Mars is now, for all practical purposes, gone. It presents a disk that is less than 5 arc-seconds wide, and its low position near the horizon makes the view too degraded to see any features, even when one uses imaging equipment. Saturn was only a little higher, and suffered from the heat currents running off the asphalt parking lot. I didn’t try and image either one. The Moon was the highest target, and had the advantage that it was large enough that it presented good views at relatively low magnifications that mitigated the effects of the heat currents to some degree, but high powers here were out of the question.

That left Jupiter as the main attraction that night. Fortunately it rose above a set of tall trees. Plants in general give off less heat than concrete or asphalt as things cool down at night, and therefore the seeing above them is better. I got reports that the two temperate zone belts were visible, as well as the Great Red Spot, and some dark features in the normally white equatorial zone.  However, a few observers asked if I knew where the fourth moon of Jupiter was. No evidence of it existed in the raw video images I collected, so it was with some astonishment that, after stacking several hundred images and examining the results, I saw the black spot of a moon shadow clearly on all the processed images!  After checking with my planetarium program, I soon identified the spot as the shadow of Europa, which was transiting the disk of Jupiter during the time of the star party. In fact, it was preparing to exit off the disk when we all had to stop and pack away our equipment.

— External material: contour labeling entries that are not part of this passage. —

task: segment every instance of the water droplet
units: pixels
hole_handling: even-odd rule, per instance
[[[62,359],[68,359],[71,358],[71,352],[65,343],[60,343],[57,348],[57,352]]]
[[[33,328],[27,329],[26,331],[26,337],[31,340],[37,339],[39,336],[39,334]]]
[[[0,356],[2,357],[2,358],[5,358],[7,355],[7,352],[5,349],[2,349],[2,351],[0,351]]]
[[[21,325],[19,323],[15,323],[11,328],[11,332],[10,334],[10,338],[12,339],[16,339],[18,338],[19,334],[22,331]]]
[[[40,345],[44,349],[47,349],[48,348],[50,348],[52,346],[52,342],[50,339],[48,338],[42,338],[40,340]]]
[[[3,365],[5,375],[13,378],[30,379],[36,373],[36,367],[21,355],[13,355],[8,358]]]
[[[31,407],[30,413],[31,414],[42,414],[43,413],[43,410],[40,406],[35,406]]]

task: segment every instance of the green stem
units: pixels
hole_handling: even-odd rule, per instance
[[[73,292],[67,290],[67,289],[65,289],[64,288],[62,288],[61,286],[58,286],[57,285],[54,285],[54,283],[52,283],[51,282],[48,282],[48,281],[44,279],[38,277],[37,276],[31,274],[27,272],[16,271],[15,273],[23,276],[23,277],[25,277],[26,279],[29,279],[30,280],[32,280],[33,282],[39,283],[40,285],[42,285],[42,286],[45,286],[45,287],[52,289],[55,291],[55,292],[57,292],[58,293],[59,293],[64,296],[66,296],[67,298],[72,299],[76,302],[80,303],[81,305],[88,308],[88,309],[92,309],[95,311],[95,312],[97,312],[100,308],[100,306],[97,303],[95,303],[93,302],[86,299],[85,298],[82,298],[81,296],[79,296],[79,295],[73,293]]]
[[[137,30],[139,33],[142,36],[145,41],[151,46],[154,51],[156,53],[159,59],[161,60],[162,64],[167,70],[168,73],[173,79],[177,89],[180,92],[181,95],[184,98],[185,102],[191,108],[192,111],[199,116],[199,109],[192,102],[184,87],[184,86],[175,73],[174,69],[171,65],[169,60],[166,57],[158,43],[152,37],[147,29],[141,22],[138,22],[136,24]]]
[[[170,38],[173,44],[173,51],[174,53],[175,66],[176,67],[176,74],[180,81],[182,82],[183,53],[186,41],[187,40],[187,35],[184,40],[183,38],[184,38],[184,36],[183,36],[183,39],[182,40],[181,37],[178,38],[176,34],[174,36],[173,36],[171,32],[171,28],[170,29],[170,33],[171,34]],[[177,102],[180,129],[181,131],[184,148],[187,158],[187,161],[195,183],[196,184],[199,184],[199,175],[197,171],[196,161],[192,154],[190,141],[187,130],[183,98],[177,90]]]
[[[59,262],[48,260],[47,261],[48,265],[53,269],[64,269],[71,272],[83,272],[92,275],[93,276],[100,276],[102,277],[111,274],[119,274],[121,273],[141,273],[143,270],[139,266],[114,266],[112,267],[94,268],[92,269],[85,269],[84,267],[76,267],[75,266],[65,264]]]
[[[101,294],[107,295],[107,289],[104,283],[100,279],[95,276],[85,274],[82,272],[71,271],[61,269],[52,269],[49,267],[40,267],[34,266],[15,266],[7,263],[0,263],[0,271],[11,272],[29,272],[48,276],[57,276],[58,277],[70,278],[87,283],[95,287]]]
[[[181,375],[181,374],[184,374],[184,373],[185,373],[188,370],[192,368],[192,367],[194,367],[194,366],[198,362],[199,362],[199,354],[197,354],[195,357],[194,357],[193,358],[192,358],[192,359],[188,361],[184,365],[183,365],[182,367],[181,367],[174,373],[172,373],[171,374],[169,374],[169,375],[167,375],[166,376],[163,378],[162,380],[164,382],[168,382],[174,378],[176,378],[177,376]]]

It shows how bad the seeing was that night; I received no reports from anyone that they spotted the shadow, but then both Io and Europa cast small shadows, and it’s easy to miss them if the seeing is bad.

Another feature everyone was trying to see was Red Spot Jr., the companion to the Great Red Spot that has an interesting history behind it. Prior to 1998 or so junior was actually three or more white spots, two of which had been in existence and tracked by amateurs for 90 years, and the third having been tracked since 1939. Over a span of three years the storms collided and combined to form a white spot about half the size of the Great Red. Then since about the beginning of 2006, the spot quickly got pinker, until its color rivaled the Great Red’s. Unfortunately, I had misjudged the position, thinking it was still in the position relative to the Great Red as it appeared in a Hubble image from April, but it had actually moved closer to the Great Red until it was practically right underneath it. I found it in my stacked images once I corrected for my position error.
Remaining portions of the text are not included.